Figure 42: Stages of radicalisation into Islamist extremism41
To understand how someone’s worldview can shift and move towards Islamist extremism, Dr Wilkinson explained that he sought to distinguish between ‘factors’ and ‘causes’ of radicalisation. Factors are broader familial, cultural and social realities, which render someone more vulnerable and exposed to extremism. Causes are catalysts or triggers, which move the journey along in a more direct and pronounced way.42
Analysing the factors that create an environment in which a person can be radicalised, Dr Wilkinson stressed the importance of both those that are present in someone’s life and those that are missing. He labelled these two types of factors as “malign presences” and “noxious absences”.43 For the purposes of the Inquiry, noxious absences were things missing from SA’s life that had a radicalising effect on him. Malign presences were parts of SA’s life that actively contributed to radicalising him.44
Dr Wilkinson’s view was that SA’s radicalisation was primarily driven by noxious absences, such as his prolonged disengagement from mainstream English education and the absence of responsible parenting. Malign presences included the ongoing conflict in Libya and engagement with a radicalising peer group.45 These factors are considered in more detail later in this Part.

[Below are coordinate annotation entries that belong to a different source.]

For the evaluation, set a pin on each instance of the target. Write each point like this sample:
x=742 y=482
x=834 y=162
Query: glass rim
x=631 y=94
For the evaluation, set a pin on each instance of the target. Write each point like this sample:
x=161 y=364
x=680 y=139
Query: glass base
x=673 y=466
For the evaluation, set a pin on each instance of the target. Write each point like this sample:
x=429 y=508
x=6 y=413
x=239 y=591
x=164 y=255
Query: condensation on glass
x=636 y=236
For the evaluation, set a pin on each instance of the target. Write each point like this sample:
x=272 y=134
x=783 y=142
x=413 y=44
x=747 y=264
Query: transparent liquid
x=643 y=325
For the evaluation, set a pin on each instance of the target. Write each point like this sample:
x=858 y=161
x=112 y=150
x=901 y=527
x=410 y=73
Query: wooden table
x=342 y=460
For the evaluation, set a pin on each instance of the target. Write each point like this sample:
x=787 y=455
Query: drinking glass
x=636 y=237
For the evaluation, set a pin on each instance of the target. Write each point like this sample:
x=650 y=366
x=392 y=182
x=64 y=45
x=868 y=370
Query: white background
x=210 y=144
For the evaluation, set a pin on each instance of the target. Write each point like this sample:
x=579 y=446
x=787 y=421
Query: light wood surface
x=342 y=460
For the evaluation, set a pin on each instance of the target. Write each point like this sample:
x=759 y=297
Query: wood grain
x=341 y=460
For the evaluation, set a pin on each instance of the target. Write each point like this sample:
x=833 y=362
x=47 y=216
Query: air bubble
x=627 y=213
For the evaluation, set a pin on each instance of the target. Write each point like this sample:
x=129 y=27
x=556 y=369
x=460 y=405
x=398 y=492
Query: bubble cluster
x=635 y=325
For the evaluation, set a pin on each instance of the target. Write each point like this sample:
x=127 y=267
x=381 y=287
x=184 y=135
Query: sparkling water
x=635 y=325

Dr Wilkinson made clear that such factors are not enough to explain how people move across the spectrum towards Islamist extremism; there also need to be triggers that move people towards operational extremism. Causes tend to focus on charismatic individuals or specific encounters.46 In SA’s case, possible causes include associates such as Raphael Hostey or Abdalraouf Abdallah, or his experiences of conflict in the Libyan civil war.
With this broad framework in mind, this Volume of my Report will examine the possible factors and causes of SA’s radicalisation from that of non‑violent Islamist extremism to operational Islamist extremism.